Hadits ini dho’if dan atsar-atsar terkait air musyammas ini juga tidak lepas dari kedho’ifan. Oleh karenanya Al Imam An nawawi mengatakan air musyammas tidak makruh sama sekali.
[8] H.R. Muslim : 283
لا يَغْتَسِلْ أحَدُكُمْ في الماءِ الدَّائِمِ وهو جُنُبٌ. فَقالَ: كيفَ يَفْعَلُ يا أبا هُرَيْرَةَ؟ قالَ: يَتَناوَلُهُ تَناوُلًا
Janganlah salah seorang diantara kalian mandi di dalam air yang diam sementara ia dalam keadaan junub. Maka bagaimana melakukannya wahai Abu Hurairah? Beliau berkata: ciduklah air tersebut.
[9] HR. Ibnu Khuzaimah : 146, Ad daruquthni : 1/49, al baihaqqy : 212
إذا استيقظَ أحدكُم من نومهِ فلا يدخِلْ يدهُ في الإناءِ حتى يغسِلَها ثلاثَ مراتٍ فإن أحدكُم لا يدري أينَ باتَتْ يدهُ
Jika salah seorang dari kalian bangun dari tidurnya maka janganlah ia memasukkan tangannya ke dalam bejana sampai dia membasuh tangannya tiga kali karena ia tidak tahu dimana tangannya bermalam.
Dan juga hadits riwayat Abu dawud : 63, At tirmidziy : 67, an nasai : 52, dan ibnu majah : 517:
سُئل عن الماءِ يكون بالفلاةِ من الأرضِ وما ينوبهُ منَ الدوابِّ والسِّباعِ، فقال رسولُ اللهِ صلَّى اللهُ عليهِ وسلَّمَ إذا بلغ الماءُ قُلَّتَينِ لمْ ينجسْهُ شيءٌ
Nabi ﷺ ditanya tentang air yang berada di padang pasir dan apa-apa yang mengenai air tersebut dari hewan buas maupun hewan lainnya. Maka beliau berkata, jika air mencapai dua kullah maka tidak akan menajisinya sesuatu apapun.
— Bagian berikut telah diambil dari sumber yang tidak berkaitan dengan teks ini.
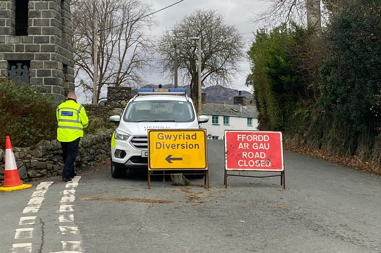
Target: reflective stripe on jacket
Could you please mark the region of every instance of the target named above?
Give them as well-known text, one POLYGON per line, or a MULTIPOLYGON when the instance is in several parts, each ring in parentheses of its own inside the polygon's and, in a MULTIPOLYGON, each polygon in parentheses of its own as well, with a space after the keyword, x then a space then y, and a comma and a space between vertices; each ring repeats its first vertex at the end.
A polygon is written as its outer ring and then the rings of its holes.
POLYGON ((57 108, 57 139, 69 142, 83 137, 83 129, 89 125, 85 108, 73 99, 68 99, 57 108))

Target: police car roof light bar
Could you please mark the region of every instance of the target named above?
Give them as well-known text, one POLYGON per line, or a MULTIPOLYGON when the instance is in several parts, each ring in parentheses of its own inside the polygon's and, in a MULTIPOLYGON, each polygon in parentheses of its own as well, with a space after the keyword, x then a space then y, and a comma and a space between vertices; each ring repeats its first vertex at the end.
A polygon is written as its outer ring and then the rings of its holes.
POLYGON ((182 95, 186 93, 186 89, 138 89, 136 90, 138 95, 182 95))

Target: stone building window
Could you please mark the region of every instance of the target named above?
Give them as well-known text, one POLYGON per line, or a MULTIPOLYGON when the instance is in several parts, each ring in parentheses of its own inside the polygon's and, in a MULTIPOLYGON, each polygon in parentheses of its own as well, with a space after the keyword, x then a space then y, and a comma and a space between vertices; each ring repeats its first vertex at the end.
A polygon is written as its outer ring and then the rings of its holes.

[10] HR. Ibnu Majah : 521, Ath thobaroni : 8/123, Al Baihaqy: 1271:
الماءُ طَهورٌ لا ينجِّسُهُ شيءٌ إلَّا ما غلبَ على ريحِهِ وطعمِهِ ولونِهِ
Air itu thohur, tidak ada yang menajisinya sesuatu apapun kecuali apa-apa yang merubah bau, rasa dan warnanya.